News reports said he died a few moments later, and that the suspect was identified as a 36-year-old Romanian woman who had been trying to get in contact with the monk. She is in custody, and French officials have charged her and ordered that she receive a psychiatric evaluation.
Brother Roger was born Roger Schutz in 1915, in the small town of Provence, Switzerland. His father was a Swiss Reformed pastor and his mother was a French Protestant.
His father encouraged the mystical side of his son's faith. As World War II was getting underway in 1940, the younger Schutz rode across the French border on a bicycle and chose the town of Taizé to establish a community designed to foster peace and reconciliation.

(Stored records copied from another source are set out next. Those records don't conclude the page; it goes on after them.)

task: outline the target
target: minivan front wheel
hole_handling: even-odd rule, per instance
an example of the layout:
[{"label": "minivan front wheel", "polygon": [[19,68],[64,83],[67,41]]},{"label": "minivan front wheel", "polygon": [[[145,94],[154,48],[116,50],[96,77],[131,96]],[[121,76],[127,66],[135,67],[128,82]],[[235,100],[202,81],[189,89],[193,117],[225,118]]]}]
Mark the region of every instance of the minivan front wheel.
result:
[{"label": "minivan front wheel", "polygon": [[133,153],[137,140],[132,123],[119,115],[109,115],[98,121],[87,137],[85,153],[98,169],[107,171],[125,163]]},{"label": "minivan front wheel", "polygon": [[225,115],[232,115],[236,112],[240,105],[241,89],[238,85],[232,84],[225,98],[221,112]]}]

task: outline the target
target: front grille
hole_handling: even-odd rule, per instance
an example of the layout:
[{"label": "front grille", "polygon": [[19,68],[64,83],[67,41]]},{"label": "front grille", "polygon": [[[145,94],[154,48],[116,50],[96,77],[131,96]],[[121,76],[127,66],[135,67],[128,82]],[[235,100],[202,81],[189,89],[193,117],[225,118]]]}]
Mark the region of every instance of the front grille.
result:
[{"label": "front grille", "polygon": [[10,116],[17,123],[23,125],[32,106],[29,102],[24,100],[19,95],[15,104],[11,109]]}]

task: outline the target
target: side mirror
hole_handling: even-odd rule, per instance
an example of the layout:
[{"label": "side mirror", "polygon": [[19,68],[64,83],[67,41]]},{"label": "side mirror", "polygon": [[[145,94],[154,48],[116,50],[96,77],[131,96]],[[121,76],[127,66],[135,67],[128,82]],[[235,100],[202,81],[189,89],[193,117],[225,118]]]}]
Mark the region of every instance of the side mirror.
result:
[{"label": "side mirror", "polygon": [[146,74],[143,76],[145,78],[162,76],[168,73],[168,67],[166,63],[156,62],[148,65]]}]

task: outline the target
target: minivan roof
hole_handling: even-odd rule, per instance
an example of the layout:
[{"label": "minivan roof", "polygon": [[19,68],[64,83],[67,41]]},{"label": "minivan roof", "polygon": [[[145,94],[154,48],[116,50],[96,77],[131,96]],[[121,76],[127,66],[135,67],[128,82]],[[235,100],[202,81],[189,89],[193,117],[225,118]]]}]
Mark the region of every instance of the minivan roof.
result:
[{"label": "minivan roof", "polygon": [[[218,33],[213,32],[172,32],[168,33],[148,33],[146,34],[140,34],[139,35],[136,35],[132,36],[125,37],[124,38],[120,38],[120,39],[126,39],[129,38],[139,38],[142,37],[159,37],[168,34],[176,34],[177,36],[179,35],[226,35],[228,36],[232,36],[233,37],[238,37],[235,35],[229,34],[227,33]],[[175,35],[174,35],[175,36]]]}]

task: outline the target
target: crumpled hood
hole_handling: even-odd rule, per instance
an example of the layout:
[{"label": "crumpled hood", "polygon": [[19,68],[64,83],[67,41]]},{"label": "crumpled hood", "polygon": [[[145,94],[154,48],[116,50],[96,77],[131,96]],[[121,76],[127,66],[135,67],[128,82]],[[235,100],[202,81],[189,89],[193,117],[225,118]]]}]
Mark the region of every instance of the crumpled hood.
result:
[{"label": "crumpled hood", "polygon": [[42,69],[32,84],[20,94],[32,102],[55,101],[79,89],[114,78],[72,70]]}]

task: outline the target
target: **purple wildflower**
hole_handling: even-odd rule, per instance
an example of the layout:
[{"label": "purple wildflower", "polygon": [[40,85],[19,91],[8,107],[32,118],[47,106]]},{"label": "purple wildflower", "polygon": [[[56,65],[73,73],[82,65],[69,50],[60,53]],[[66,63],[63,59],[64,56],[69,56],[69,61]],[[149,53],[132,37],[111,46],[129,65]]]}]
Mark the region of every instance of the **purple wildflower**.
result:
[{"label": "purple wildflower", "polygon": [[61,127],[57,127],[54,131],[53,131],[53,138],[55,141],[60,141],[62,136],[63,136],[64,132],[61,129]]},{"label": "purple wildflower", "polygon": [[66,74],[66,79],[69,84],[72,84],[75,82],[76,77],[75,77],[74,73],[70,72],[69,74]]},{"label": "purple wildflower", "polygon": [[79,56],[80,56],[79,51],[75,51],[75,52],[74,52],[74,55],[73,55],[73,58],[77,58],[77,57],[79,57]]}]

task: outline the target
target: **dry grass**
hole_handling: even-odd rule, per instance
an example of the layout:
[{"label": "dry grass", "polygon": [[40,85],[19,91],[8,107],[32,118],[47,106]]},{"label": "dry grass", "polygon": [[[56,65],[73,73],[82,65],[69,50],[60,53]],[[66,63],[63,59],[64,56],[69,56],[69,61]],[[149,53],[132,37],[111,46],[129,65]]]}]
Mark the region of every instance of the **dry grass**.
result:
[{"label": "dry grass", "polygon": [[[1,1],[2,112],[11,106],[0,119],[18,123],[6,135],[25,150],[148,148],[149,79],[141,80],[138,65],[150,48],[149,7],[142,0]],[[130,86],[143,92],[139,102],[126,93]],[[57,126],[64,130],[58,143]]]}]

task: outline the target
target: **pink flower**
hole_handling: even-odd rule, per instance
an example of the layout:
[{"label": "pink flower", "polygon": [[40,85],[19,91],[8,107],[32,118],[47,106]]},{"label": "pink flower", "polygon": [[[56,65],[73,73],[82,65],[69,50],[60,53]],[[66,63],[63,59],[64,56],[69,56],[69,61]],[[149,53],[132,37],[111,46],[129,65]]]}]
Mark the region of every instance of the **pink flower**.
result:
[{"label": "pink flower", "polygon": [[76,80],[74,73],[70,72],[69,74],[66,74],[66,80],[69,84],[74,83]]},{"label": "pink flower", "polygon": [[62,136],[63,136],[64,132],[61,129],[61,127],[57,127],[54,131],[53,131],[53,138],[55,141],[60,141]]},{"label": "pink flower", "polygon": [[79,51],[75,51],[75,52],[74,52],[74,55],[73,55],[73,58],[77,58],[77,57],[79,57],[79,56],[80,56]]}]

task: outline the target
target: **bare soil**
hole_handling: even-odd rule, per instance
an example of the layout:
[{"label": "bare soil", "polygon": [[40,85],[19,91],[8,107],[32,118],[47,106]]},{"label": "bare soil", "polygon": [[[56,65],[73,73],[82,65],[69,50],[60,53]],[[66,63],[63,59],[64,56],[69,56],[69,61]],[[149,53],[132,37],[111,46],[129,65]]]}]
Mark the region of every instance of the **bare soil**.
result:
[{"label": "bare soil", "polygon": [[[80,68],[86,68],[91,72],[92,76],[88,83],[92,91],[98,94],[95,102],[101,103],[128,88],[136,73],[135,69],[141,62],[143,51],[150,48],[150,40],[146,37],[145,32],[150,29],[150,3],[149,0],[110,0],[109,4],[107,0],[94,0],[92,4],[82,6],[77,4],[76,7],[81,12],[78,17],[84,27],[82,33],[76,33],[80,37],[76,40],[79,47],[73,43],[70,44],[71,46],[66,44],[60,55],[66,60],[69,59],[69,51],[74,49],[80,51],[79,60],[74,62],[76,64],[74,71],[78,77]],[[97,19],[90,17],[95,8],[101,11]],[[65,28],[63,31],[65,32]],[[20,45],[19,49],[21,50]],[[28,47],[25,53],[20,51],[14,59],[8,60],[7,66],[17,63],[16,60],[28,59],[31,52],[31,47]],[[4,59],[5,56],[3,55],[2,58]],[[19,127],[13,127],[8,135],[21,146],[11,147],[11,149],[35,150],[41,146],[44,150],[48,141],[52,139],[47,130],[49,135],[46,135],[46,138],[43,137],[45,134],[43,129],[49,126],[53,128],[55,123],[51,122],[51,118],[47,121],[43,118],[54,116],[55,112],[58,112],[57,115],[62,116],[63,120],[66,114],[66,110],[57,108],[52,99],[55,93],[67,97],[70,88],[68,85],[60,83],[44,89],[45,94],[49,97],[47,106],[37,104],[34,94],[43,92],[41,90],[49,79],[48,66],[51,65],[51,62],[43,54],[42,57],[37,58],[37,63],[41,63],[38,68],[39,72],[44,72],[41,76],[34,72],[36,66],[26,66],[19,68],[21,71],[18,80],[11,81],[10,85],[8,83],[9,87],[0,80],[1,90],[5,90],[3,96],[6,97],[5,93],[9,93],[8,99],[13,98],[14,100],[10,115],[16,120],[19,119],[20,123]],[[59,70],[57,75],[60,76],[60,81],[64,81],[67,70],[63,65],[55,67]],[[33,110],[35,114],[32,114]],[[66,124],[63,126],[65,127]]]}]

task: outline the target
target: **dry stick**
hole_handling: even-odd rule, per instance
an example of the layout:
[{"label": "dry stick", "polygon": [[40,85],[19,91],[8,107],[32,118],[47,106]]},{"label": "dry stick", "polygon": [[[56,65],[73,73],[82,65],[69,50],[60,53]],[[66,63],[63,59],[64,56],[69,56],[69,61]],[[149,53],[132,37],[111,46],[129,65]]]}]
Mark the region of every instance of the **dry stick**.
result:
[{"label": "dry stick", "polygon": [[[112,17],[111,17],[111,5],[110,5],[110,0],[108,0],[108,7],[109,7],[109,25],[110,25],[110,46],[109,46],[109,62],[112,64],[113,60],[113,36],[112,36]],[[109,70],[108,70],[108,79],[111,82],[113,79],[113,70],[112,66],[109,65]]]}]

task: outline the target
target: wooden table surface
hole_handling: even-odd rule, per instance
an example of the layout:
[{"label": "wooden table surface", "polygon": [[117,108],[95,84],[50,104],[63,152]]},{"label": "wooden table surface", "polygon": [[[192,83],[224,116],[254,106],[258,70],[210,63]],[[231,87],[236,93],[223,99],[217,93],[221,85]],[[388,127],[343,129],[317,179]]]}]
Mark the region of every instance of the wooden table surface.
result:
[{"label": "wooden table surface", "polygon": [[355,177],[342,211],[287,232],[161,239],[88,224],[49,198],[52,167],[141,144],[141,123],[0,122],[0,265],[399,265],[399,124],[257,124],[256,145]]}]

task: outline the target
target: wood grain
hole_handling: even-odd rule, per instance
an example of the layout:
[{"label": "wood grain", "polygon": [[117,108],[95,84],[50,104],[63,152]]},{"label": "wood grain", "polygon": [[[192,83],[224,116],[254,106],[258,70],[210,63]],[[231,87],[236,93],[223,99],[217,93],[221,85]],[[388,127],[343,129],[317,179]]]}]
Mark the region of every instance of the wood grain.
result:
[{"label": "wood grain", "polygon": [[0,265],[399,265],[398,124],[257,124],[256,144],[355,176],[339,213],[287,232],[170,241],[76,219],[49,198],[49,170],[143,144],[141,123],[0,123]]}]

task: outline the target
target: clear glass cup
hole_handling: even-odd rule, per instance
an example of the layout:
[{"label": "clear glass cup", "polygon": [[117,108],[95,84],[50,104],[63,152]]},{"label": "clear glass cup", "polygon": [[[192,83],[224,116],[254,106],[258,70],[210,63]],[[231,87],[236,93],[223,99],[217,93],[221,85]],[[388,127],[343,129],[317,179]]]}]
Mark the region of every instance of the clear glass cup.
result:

Brother Roger said he chose the location of the monastery to express solidarity with the French, who at the time were subject to Nazi rule. Due to his activities during that time — which included sheltering Jews in Taizé — German officials expelled him from France for a time. He sought refuge in his home country.
After the war, he returned to Taizé, and the monastic community gained in notoriety. Its message of peace and reconciliation especially became popular with young people beginning in the 1960s. While it only has about 100 monks from 25 different nations, the community regularly attracts 100,000 pilgrims a year who come to Taizé to meditate, pray and learn. During the summer, the weekly retreat crowds can number 6,000, mostly young adults who camp out in the tiny French town.
The Taizé monks' distinctive worship style — mostly original, meditative songs sung in repetitive fashion in many languages and reflecting many Christian traditions — has spread around the world. An open-air service in Paris in 2003 drew 80,000 people. Many American churches, including some Baptists, use Taizé style for contemplative worship services.
Shortly after Brother Roger's death, the monastery announced that his hand-picked successor, 51-year-old Brother Alois, had assumed duties as the leader of the community.
Worldwide, a variety of Christian leaders expressed shock and sympathy for the Taizé monks.
Pope Benedict XVI, during his weekly address at his summer villa south of Rome Aug. 17, noted that he had only the day before received a “very moving and very friendly” letter from Brother Roger about the Catholic Church's World Youth Day. The event was being held Aug. 18 in Cologne, Germany. Brother Roger, who had been a longtime supporter of the event, had written the pontiff to say he regretted that his health would not allow him to attend, according to Catholic News Service.
Benedict told his audience, “Brother Roger is in the hands of eternal goodness and eternal love, and has arrived at eternal joy.”
Bishop William Skylstad of the Catholic Diocese of Spokane, Wash., head of the United States Conference of Catholic Bishops, wrote to Brother Alois to express the American Catholic Church's sympathy.
“We assure you and the community of our profoundest sentiments as we share in your suffering and loss,” he wrote. “One with Brother Roger and the community in a firm faith in the Resurrection, we recommit ourselves to the communion to which he bore witness in life and death.”
Archbishop of Canterbury Rowan Williams, head of the Church of England, said that Brother Roger's death was an “indescribable shock.” He added, “the shock and trauma for the community at Taizé will be heavy — and it will be for all the young people who witnessed this event. All of them are in our prayers.”